Bioscaffolds have been successfully used to improve the healing of ligaments and tendons. In a rabbit model, the application of porcine small intestine submucosa (SIS) to the healing medial collateral ligament (MCL) resulted in improved mechanical properties with the formation of larger collagen fibrils. Thus, the objective of the study was to find out whether the SIS bioscaffold could improve the gene expressions of fibrillogenesis-related molecules, specifically, collagen types I, III, V, and small leucine-rich proteoglycans including decorin, biglycan, lumican, and fibromodulin, as well as collagen fibril morphology and organization, in the healing rabbit MCL at an early time point (6 weeks postinjury). Twenty skeletally mature rabbits were equally divided into two groups. In the SIS-treated group, a 6-mm gap was surgically created and a layer of SIS was sutured to cover the gap, whereas the gap was left open in the nontreated group. At 6 weeks postinjury, Masson's trichrome staining showed that the SIS-treated group had more regularly aligned collagen fibers and cells. Transmission electron microscopy revealed that the SIS-treated group had larger collagen fibrils with a diameter distribution from 24 to 120 nm, whereas the nontreated group had only small collagen fibrils (ranging from 26 to 87 nm, p < 0.05). Finally, the quantitative real-time PCR showed that the mRNAs of collagen type V, decorin, biglycan, and lumican in the SIS-treated group were 41, 58, 51, and 43% lower than those in the nontreated group, respectively (p < 0.05).
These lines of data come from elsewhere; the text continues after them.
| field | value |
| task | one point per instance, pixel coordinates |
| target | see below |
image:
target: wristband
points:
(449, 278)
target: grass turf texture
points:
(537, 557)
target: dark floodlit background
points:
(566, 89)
Such significant reduction in the gene expressions are closely related to the improved morphological characteristics, which are known to be coupled with better mechanical properties, as previously reported in longer term studies.

Systemic Vanadate Ingestion Improves Early Medial Collateral Ligament Repair

The medial collateral ligament (MCL) of the knee is frequently injured in sport. Repair is slow and often complicated by scar formation which may result in impairment of function. Vanadate is a promising efficacious treatment for tissue injuries and this study aimed to examine its effect in rats on the histological and biomechanical features of MCL healing. Rats received either 0.025 g/kg per day vanadate or equivalent amounts of drinking water (control) by intragastric gavage for 1 week before and 2 weeks after wounding. Repaired sites were dissected out for histological and biomechanical tests 28 days after wounding. Fibre bundles in the vanadate-treated group were uniform and evenly spaced. Furthermore, vanadate significantly increased the diameter of collagen fibrils in the healing tissue. Stiffness and ultimate force of the femur-medial collateral ligament-tibia complex for the vanadate-treated group were significantly higher than for the controls. The results suggest that vanadate significantly improves the histological and biomechanical properties of healing MCL.

Promotion of Medial Collateral Ligament Healing Using a High-Voltage Electrical Field

To assess the biomechanical and histological effects of a high-voltage electrical field on ligament healing. 54 male Wistar rats were used. The medial collateral ligaments (MCLs) of 6 rats were measured for normal biomechanical failure load and stiffness. MCLs of the remaining 48 rats were transected and randomly assigned; half were subjected to a high-voltage electrical field for 8 hours a day (experimental group), and the other half were kept under normal conditions (control group). Eight rats from each group were killed 2, 4, and 6 weeks after the transection and their MCLs were tested biomechanically and histologically. Failure load and stiffness of the MCLs in the experimental group were significantly higher than those in the control group 2 weeks after transection, but not thereafter. At week 2, the granulation tissue completely occupied the space between the cut ends of the MCL in the experimental group, whereas some gaps remained in the control group. A high-voltage electrical field appear to accelerate ligament healing in the initial 2 weeks. Earlier initial healing may allow earlier start of the rehabilitation.